低用量ピルには、有効成分として黄体ホルモンと卵胞ホルモン、2種類の女性ホルモンが含まれています。
体内のホルモンバランスに影響を与えることで効果を発揮するため、飲み始めたばかりの頃はホルモンバランスが崩れ、副作用があらわれやすくなっています。
しかし、多くの場合は飲み続けるうちに体内のホルモンバランスが整っていき、症状が落ち着いていくことがほとんどです。
継続して服用しても副作用を感じる場合
多くの場合、低用量ピルの副作用は飲み始めてから2~3ヶ月以降には落ち着いていきます。
しかし、副作用がひどい場合や症状が悪化する場合、3ヶ月以上飲み続けているのに症状が続いているという場合は、低用量ピルが体に合っていない可能性があります。
また、その他にも何らかの原因が隠されているおそれもあるため、こういった場合は一度病院へ行き、専門の医師に相談しましょう。
低用量ピルの軽微な副作用と対策方法
ご紹介したように、低用量ピルは飲み始めたばかりの頃は副作用があらわれやすくなっています。
副作用が出ても軽微な症状で終わることが多いため、比較的簡単に対処することが可能です。
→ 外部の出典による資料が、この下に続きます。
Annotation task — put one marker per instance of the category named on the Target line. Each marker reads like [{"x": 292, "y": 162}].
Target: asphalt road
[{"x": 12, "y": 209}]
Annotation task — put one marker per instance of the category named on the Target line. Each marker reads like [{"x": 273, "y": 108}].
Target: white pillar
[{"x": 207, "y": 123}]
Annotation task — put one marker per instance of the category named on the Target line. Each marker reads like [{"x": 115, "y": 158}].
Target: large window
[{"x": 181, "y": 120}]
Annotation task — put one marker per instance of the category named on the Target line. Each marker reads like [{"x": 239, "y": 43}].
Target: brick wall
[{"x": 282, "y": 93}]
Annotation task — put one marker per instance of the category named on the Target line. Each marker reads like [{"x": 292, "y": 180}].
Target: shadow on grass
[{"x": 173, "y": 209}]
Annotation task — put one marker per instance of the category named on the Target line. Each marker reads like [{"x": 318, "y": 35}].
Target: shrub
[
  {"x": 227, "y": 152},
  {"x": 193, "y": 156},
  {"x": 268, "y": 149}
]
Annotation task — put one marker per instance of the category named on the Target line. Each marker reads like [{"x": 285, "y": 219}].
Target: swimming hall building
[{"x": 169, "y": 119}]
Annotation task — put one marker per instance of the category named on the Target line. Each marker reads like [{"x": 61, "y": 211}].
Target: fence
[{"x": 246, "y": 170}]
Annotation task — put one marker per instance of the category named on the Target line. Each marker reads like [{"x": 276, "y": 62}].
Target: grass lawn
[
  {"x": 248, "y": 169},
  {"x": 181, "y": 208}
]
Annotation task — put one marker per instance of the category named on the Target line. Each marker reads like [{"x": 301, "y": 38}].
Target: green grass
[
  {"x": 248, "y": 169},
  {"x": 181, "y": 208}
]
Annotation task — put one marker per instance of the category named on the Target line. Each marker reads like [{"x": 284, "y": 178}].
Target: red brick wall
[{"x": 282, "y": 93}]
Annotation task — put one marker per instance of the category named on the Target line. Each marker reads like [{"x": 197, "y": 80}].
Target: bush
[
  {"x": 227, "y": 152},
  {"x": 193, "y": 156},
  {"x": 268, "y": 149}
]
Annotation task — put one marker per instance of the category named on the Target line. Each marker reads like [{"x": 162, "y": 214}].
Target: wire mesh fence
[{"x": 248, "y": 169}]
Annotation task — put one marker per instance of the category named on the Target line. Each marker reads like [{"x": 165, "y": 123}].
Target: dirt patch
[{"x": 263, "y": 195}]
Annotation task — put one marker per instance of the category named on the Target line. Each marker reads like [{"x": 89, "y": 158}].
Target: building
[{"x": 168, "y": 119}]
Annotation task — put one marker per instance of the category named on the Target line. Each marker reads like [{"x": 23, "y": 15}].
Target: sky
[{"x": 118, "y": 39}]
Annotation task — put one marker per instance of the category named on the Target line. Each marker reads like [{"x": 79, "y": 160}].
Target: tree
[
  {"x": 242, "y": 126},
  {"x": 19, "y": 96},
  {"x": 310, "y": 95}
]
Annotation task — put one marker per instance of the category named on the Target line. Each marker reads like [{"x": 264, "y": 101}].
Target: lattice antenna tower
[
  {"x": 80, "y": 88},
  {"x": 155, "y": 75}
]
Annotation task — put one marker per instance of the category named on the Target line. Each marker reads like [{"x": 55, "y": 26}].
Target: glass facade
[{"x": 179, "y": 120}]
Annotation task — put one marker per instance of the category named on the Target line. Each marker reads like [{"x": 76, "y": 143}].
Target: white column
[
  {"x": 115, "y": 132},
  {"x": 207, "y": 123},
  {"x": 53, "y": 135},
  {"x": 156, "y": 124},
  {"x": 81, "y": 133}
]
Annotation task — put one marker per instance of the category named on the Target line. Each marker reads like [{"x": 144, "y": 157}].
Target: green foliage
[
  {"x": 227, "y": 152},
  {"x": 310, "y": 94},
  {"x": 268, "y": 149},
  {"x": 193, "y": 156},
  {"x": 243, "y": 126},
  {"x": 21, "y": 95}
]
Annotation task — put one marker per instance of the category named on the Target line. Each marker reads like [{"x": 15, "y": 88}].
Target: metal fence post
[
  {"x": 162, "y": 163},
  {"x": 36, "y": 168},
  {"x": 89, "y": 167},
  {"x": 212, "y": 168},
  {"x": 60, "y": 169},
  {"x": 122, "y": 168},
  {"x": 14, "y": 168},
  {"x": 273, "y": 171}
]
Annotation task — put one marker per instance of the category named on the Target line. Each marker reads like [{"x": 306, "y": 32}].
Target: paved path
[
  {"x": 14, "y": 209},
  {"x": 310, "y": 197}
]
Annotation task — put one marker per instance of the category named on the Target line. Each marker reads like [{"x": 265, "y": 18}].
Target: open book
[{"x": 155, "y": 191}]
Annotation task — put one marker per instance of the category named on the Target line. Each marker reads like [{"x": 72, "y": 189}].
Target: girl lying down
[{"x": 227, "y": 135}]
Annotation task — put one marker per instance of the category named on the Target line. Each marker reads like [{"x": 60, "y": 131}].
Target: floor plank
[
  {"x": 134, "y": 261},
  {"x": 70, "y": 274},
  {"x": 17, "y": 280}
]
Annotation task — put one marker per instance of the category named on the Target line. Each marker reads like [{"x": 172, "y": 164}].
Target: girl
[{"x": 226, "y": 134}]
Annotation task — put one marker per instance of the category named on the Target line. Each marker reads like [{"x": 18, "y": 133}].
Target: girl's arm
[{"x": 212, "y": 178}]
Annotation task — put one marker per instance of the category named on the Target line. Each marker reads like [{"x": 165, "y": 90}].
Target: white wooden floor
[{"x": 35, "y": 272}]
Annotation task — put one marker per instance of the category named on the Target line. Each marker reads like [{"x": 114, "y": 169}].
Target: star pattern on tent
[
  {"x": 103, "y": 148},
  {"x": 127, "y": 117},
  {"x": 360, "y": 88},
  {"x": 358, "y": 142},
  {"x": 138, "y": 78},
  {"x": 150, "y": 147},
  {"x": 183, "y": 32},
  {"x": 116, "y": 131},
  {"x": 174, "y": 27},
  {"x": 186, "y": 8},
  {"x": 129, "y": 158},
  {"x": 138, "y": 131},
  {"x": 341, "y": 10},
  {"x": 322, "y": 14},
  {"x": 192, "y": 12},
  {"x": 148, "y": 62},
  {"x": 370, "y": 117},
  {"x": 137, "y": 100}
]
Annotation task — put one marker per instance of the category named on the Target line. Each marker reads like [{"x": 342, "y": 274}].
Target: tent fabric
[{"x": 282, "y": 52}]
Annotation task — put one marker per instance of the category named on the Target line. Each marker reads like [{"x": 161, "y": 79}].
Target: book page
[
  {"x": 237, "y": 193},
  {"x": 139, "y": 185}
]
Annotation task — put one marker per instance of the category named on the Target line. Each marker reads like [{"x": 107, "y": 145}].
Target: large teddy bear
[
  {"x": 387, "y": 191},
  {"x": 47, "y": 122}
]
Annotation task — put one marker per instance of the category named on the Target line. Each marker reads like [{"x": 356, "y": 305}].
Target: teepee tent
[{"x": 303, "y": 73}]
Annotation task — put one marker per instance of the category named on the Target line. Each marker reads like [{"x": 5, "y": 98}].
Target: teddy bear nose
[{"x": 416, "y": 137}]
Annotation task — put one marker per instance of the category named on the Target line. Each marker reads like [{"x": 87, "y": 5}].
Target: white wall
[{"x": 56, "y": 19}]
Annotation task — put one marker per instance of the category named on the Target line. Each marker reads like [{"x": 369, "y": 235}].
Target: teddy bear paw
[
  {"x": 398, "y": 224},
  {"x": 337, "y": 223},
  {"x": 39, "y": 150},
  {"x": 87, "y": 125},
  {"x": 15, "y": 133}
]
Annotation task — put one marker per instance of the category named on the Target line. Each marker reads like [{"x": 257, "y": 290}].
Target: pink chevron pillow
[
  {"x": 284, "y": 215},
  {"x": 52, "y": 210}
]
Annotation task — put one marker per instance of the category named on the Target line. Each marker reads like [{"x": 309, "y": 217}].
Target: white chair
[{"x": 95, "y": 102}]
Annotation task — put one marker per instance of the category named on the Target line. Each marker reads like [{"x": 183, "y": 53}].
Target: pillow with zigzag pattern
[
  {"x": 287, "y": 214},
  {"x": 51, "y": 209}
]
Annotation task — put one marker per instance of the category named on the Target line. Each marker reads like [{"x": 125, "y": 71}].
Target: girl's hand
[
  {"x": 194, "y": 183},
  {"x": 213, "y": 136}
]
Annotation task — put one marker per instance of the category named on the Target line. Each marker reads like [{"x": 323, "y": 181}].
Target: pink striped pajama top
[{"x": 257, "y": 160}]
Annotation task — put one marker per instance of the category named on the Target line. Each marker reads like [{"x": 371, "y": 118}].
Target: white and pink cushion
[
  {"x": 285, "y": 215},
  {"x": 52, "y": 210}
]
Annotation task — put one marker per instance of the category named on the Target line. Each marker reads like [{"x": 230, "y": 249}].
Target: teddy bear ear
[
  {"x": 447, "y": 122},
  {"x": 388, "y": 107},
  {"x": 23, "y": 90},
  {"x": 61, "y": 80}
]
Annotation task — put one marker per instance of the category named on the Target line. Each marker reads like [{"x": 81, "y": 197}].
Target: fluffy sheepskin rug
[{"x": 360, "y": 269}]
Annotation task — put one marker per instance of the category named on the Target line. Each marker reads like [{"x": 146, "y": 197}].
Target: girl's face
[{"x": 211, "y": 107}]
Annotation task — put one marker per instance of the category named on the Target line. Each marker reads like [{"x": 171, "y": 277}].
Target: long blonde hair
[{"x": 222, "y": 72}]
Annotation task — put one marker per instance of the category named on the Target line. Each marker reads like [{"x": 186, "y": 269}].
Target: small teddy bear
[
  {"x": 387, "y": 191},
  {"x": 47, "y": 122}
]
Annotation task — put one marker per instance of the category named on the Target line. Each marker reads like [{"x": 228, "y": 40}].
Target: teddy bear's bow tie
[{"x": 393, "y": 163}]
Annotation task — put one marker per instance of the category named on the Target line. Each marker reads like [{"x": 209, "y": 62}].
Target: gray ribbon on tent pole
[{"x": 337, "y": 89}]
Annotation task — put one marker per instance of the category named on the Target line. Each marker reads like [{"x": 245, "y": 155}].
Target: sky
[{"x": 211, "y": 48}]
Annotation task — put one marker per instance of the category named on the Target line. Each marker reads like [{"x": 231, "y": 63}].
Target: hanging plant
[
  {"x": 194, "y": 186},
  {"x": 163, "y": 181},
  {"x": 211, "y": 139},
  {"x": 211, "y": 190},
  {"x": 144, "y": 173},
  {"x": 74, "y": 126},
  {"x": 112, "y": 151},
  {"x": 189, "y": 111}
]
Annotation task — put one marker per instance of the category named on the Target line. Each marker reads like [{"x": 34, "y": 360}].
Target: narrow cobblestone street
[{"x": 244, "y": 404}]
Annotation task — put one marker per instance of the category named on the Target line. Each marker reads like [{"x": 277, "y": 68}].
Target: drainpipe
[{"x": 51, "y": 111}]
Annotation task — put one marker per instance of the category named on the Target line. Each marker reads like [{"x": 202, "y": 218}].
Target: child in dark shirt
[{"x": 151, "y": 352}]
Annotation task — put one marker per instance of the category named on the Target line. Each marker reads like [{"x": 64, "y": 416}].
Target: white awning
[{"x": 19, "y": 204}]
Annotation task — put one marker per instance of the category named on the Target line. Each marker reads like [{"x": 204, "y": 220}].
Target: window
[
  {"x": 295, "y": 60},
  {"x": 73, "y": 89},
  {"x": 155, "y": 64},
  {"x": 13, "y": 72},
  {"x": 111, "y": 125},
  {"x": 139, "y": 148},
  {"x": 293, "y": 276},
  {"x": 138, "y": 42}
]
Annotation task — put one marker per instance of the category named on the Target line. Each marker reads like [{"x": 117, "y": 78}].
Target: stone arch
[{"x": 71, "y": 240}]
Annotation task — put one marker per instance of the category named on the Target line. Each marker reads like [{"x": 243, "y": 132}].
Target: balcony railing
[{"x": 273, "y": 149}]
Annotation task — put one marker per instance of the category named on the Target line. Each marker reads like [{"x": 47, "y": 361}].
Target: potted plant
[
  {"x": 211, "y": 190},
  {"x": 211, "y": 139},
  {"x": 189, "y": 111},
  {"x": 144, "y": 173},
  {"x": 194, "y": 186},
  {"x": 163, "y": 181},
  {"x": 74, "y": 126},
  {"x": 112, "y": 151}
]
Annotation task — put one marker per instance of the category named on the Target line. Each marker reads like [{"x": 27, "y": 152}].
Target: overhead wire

低用量ピルの軽微な副作用はどのようなものがあるのか、あらわれてしまった場合はどのように対処するべきなのか、ご紹介します。
参考元:低用量ピルの副作用とその対処法
吐き気
低用量ピルの副作用でよくいわれる副作用が吐き気です。
体内のホルモンバランスが整うまでの一時的なものであることがほとんどで、吐き気止めを服用することによって対処できます。
また、飲むタイミングを食後にする、就寝前にして副作用が強い時間を睡眠中にずらすといった方法も有効です。
吐き気にとどまらず嘔吐してしまった場合、服用から3時間以内であれば、追加で1錠服用することが推奨されています。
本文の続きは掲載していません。